JULIA CLARKE: That’s part of it. The whole field of anatomy languished a bit while we discovered new kind of approaches, like genetic approaches, genomic approaches. And anatomy is a very time-consuming thing. But it is deployed by paleontologists like me because we need to make sense of the fossilizable structures.

ARIELLE DUHAIME-ROSS: So OK, you’re a paleontologist, and you’re interested in ancient birds and their predecessors, dinosaurs. How can studying living birds help us figure out what dinosaurs sounded like?

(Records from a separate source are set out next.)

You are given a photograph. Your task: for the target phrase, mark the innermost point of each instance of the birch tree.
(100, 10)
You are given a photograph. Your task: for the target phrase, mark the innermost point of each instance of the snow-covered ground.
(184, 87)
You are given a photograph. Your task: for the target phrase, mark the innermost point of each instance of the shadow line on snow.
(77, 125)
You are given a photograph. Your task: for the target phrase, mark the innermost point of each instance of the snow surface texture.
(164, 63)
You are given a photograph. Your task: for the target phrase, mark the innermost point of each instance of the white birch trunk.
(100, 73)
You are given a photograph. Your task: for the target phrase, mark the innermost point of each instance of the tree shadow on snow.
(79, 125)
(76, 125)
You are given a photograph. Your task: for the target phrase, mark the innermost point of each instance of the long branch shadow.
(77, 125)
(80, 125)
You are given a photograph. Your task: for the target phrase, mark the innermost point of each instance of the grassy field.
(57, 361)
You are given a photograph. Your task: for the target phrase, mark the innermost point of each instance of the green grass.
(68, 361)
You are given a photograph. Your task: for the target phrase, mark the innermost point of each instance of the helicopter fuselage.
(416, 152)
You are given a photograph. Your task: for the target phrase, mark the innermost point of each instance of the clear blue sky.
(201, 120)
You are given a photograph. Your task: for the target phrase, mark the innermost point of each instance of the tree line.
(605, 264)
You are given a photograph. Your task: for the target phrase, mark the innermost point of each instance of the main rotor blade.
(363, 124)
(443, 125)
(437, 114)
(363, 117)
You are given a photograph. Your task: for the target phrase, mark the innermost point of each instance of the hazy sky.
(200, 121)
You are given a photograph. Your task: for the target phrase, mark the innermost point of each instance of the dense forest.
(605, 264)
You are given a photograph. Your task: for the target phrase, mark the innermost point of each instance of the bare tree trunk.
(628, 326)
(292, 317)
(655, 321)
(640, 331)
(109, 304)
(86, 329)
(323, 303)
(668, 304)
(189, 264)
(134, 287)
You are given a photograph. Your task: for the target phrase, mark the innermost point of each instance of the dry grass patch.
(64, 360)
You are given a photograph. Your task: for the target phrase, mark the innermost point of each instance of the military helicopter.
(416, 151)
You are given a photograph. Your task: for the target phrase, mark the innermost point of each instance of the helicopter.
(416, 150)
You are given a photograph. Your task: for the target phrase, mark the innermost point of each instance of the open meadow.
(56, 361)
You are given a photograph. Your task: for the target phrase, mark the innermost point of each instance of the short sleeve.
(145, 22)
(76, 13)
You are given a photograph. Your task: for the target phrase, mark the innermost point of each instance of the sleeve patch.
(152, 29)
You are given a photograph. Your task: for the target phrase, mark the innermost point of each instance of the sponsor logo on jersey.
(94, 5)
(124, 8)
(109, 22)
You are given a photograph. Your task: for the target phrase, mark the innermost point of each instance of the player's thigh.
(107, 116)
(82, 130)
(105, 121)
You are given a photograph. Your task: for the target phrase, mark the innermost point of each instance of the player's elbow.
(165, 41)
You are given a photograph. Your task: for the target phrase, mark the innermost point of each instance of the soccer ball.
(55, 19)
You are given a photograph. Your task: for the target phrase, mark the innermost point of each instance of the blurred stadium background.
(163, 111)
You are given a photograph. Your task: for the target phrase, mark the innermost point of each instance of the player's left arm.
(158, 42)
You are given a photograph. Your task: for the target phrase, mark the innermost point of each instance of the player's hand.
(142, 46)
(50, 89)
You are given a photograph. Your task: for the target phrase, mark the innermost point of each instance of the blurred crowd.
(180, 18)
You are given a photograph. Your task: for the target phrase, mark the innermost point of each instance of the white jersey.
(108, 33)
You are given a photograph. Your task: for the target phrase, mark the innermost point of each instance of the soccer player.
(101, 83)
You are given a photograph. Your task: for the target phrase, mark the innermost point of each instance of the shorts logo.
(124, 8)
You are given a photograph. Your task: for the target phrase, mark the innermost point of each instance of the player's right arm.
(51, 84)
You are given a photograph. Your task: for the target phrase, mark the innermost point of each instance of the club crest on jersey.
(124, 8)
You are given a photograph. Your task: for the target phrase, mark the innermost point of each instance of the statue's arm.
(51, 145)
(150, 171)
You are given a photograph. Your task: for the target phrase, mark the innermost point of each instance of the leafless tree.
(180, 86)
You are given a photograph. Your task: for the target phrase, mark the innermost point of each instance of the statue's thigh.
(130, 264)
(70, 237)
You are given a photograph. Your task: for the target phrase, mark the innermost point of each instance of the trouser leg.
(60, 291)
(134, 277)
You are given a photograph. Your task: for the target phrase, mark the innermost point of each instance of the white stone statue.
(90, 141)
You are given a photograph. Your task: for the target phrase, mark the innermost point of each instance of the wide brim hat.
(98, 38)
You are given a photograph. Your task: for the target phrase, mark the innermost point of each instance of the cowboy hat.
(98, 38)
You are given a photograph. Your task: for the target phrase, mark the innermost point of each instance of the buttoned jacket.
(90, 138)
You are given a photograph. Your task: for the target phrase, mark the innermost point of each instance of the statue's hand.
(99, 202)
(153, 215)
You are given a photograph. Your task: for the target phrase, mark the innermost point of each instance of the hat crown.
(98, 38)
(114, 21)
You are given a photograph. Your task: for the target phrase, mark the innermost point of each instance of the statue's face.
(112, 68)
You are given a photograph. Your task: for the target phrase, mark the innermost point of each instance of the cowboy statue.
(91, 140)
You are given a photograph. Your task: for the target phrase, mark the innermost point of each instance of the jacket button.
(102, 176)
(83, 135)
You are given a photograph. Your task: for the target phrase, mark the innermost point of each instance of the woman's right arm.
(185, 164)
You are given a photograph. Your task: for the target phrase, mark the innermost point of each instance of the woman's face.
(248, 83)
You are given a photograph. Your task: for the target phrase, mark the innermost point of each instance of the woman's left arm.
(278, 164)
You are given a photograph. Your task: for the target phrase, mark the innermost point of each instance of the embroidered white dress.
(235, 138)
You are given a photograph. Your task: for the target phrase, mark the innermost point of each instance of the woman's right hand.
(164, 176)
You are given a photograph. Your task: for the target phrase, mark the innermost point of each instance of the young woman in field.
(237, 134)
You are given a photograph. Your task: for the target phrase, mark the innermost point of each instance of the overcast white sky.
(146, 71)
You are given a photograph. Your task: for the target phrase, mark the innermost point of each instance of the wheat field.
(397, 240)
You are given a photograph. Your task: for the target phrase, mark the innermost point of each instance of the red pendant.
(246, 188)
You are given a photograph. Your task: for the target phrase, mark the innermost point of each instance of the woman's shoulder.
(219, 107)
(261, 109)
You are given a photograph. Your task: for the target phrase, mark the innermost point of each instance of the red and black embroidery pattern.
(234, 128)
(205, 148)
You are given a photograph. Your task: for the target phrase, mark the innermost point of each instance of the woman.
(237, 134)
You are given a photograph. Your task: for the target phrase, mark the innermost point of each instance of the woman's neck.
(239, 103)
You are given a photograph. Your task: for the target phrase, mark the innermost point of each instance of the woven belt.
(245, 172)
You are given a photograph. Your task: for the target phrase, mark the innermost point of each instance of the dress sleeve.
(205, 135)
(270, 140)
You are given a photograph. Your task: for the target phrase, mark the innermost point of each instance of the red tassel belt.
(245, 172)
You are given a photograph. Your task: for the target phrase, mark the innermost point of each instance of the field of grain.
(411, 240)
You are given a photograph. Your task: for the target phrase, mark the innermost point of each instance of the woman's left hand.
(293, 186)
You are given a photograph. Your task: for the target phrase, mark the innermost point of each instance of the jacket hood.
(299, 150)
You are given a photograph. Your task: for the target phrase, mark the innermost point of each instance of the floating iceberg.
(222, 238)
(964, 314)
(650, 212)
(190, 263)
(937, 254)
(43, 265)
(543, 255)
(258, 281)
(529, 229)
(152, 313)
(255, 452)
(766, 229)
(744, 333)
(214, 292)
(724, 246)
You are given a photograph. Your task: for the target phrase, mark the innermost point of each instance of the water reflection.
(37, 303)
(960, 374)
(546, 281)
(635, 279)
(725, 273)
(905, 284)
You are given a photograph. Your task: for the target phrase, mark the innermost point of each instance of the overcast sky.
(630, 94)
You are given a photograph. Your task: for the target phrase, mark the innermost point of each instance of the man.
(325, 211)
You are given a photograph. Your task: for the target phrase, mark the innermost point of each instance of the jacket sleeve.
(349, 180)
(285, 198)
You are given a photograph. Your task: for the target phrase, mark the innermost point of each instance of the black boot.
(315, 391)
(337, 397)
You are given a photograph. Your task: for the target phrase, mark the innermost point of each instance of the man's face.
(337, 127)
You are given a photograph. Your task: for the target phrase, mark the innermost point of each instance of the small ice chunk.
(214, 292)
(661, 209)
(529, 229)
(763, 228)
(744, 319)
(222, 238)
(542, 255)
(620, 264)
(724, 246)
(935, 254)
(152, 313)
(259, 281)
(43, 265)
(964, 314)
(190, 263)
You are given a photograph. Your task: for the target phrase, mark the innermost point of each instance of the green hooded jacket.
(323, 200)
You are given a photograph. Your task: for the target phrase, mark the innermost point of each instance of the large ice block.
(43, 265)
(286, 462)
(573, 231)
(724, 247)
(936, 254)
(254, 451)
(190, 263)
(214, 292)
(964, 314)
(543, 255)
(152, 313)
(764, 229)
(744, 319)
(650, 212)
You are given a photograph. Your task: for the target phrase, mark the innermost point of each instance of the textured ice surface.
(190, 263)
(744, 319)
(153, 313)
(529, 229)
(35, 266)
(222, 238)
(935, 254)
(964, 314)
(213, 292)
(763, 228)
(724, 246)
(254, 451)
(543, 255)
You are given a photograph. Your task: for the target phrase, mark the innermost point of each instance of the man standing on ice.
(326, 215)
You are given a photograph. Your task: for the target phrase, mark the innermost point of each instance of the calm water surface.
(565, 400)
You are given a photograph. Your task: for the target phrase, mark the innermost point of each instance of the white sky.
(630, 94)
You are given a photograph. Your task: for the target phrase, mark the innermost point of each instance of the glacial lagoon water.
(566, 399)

JULIA CLARKE: Yes, this has been the question driving a lot of this research. And the motivation for this kind of really time-consuming, detailed anatomy is to make sense of structures that can preserve in deep time. That is, like, little remnants or whatever we can get from an extinct dinosaur, that we can bring these new data from living animals to figure out, OK, what were they doing? What does this mean about the origin of the precursors to birdsong?

I guess one might think of it this way, is you have these tantalizing fossils, these incredible fossils of extinct dinosaurs. You have this phenotype that is of such interest to ornithologists and such interest to me, which is song, which is sound, which is vocal communication. And how would you approach that in something that is silent in a rock?

And to do that, you have to generate new kinds of data or data that is extremely detailed that allows you to kind of take a structure and bring it to life, so to speak, to notice where the muscles might have attached, to notice where geometries might have changed. And this is what really fascinates me about this question. And the reason I’ve been studying it so long is that we still don’t have all the answers. So I got to keep– [LAUGHS] keep going.

ARIELLE DUHAIME-ROSS: This was so much fun. Dr. Clarke, thank you so much for taking the time to talk with me.

JULIA CLARKE: Oh, thank you for your interest. And I hope you can never look at a bird vocalizing the same way again.

ARIELLE DUHAIME-ROSS: I definitely can’t. Dr. Julia Clarke is a Professor of Vertebrate Paleontology at the University of Texas, Austin.